Throughout history, major events have shaped town and regional planning and the built environment sector. The world’s population has been increasing exponentially, with estimates of growth at 174% between 1950 and 2010. Between 2010 to 2050, this figure is expected to rise by a further 38% to reach a global population of 9.6 billion. And all these people need to find somewhere to live, leading to many settling in uninhabitable and downright dangerous places. Those migrating to cities and towns find themselves having to settle in the peripheral areas of towns and cities, far away from economic activities and opportunities. These areas are usually uninhabitable pieces of land which are exposed, vulnerable and prone to natural or man-made disasters.

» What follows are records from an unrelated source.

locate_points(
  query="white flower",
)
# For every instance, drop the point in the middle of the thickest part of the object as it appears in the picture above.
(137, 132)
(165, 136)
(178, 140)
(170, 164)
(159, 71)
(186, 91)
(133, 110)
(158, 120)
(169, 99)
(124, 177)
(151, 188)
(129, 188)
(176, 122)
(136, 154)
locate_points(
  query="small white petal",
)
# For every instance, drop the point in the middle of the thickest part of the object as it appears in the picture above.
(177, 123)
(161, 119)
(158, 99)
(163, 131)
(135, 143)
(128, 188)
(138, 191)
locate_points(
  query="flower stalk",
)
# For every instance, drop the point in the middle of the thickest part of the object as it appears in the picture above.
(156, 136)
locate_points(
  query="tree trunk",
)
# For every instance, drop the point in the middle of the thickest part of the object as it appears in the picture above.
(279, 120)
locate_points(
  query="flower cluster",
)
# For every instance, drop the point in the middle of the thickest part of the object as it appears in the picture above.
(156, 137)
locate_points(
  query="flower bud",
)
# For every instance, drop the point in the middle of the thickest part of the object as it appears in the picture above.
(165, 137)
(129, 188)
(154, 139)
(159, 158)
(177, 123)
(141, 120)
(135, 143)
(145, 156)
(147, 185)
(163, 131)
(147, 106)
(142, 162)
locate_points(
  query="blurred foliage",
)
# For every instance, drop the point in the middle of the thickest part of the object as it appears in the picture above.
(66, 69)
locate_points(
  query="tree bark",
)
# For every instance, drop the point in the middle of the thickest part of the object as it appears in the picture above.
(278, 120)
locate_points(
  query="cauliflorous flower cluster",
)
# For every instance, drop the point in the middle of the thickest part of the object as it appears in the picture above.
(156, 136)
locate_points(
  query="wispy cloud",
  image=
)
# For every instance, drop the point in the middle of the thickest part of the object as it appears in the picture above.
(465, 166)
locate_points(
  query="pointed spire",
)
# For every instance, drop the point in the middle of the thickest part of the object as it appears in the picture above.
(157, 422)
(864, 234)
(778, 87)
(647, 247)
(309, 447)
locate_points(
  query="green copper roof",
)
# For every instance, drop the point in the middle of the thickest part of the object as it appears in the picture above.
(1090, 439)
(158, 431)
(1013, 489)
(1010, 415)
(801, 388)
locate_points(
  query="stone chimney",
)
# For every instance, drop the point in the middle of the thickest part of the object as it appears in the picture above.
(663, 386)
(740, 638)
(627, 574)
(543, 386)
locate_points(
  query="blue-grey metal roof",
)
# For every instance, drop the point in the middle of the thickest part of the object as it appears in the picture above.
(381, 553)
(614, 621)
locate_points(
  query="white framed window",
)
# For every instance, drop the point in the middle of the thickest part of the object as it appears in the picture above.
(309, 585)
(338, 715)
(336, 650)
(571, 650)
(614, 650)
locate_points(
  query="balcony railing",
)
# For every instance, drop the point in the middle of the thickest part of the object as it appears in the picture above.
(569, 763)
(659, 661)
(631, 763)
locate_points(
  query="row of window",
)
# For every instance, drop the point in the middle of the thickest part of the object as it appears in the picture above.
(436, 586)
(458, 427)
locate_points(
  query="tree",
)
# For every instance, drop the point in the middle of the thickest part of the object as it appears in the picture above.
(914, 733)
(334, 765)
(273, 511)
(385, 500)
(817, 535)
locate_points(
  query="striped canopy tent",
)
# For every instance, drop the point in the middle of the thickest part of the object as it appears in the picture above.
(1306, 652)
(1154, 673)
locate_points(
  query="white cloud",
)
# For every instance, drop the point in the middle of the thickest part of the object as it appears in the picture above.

This phenomenon has been unfolding in South Africa since 1970, with rural-urban migrants creating their own cities within cities – what author Doug Saunders referred to as “arrival cities”. These cities are driven by unprecedented migration, with their main feature the lack of social amenities and access to basic infrastructure. They are poorly planned and expose weak governance in the cities and towns where they spring up. Because these “arrival cities” are inhabited by mainly poor and vulnerable groups, the impact of any disaster is severe, often devastating, and often leads to dramatic social changes. This should not come as a surprise. This is evident when looking at how ancient cities responded to disaster, as well as at the impact of events such as the world wars, major environmental disasters, cholera outbreaks, the Spanish flu, and even the recent Covid-19 pandemic. Cities and towns evolved and were redesigned and reimagined to respond to these challenges.

This also impacted the way urban planning has evolved. All these disasters required an urban management strategy, and an innovative, new response and intervention to restore disaster-stricken cities, towns, and settlements to some sort of normalcy.